In Gaza, Trump’s circle of advisors support the full expulsion of the Palestinian population and the annexation of both Gaza and the West Bank. Where these ethnically cleansed Palestinians will go remains a mystery, as Arab countries have already resisted attempts by the Biden administration and international finance to resettle them in their nations. Israeli officials have previously called on Palestinians to be expelled to Europe. Would a reckless, single-issue Trump administration consider it?

It should be noted that Biden has by and large continued Trump’s genocidal policies towards the Palestinians, even as he publicly condemned Netanyahu or made bogus election year threats to stop transferring arms to Israel. The difference may lie in Trump officials mismanaging the status quo, or target nations taking more aggressive measures due to the perception of an increased threat from the new president’s team of celebrity Zionist warmongers, such as Hegseth.

Europe

President Trump appears to have a general disdain for the European Union, a supposed US ally.

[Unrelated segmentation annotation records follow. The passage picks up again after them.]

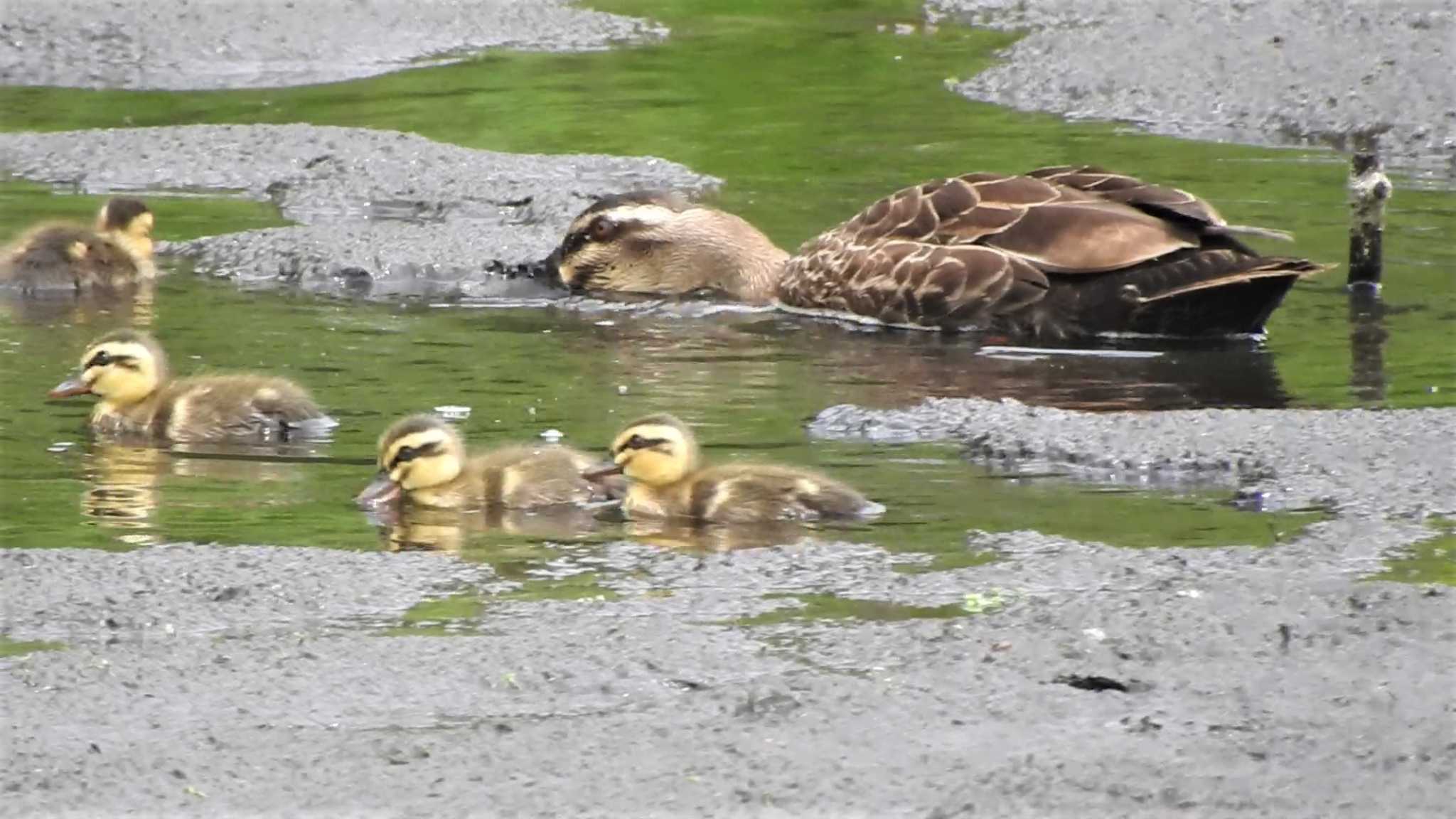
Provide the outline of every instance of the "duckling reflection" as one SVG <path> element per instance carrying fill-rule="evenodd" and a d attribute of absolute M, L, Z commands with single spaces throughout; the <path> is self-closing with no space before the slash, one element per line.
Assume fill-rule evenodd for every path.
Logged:
<path fill-rule="evenodd" d="M 472 541 L 505 535 L 530 541 L 577 541 L 598 530 L 590 507 L 556 504 L 537 509 L 492 506 L 476 510 L 418 504 L 386 504 L 365 512 L 386 549 L 459 552 Z"/>
<path fill-rule="evenodd" d="M 36 293 L 0 289 L 0 315 L 15 324 L 48 325 L 74 324 L 83 326 L 138 326 L 157 322 L 157 284 L 143 280 L 131 287 L 108 293 Z"/>
<path fill-rule="evenodd" d="M 568 344 L 578 342 L 563 337 Z M 1147 342 L 1066 356 L 1035 347 L 992 351 L 994 340 L 846 332 L 773 316 L 619 321 L 616 379 L 671 388 L 686 405 L 782 399 L 785 385 L 839 401 L 906 405 L 920 398 L 1015 398 L 1067 410 L 1280 408 L 1290 401 L 1274 358 L 1257 342 Z M 1089 350 L 1089 353 L 1098 353 Z M 594 351 L 582 350 L 582 354 Z M 792 392 L 789 392 L 792 395 Z"/>
<path fill-rule="evenodd" d="M 156 525 L 159 484 L 167 455 L 146 446 L 99 444 L 86 461 L 82 514 L 106 529 L 121 529 L 118 539 L 134 546 L 162 542 Z"/>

Aside from the wild and presumptuous plan stiffing Western Europe with the bill for Ukraine’s reconstruction, the US is expected to redouble its demand that Europe begin remilitarizing out of their own pockets. If Trump’s tariff program comes to fruition, Europe will simultaneously face economic decimation. Europe’s welfare states will likely suffer cuts in order to bolster projected increases in military spending no matter what.

Not gaining much attention is the expectations of an eager embrace of Turkey under Trump. Last spring, the Atlantic Council called on Europe to integrate itself with Turkey further in order to secure the Central Asian Middle Corridor — a new “Silk Road” circumventing Russian trade routes which China and Iran are both seeking to claim for BRICS — for the Atlanticist powers instead. This idea seems like it would be a geopolitical outcome intuitively popular in Trump’s circle.

Shortly after Trump’s election, Turkish president Recep Erdogan gave a speech to the European Political Community summit in Budapest demanding that Turkey be allowed into the European Union, a project that the EU has stalled for decades. If Turkey were to be granted EU membership, 85 million cultural and ethnic non-Europeans would instantly be given the right to flood Europe. Turkey, whose military is the second largest in NATO, has been making diplomatic overtures to BRICS, which observers believe is a negotiating tactic to force the country’s consideration for EU ascension.

Europe’s vassal like acquiescence to Washington has placed it in a war footing towards Russia, the continent’s historical protector against Near Eastern invasion, and in an alliance with Turkey, which in the 19th and 20th century killed millions of white Christians. Rather than express contrition for Turkey’s historic crimes against Europe, Erdogan is a proud advocate of Neo-Ottomanism and routinely threatens Greece with military invasion, while also being responsible for sending millions of refugees into Europe in the last two decades as a political weapon.

For Trump and company, increasing Turkey’s presence in Europe could serve as a practical solution to a lot of the problems plaguing NATO that prevent America from moving more troops to the Middle East and Pacific: weak and small militaries, inability to plausibly threaten Russia, and low civic commitment to the physical defense of Western liberal ideologies.

Depending on how faithful Trump is to his promises, his new administration could force everyday Europeans to reconsider their humiliating relationship with the United States, a view held by the rising East German wing of the Alternativ Fur Deutschland party, even if the thoroughly Atlanticist but weakening deep states of Germany and France seek to continue it.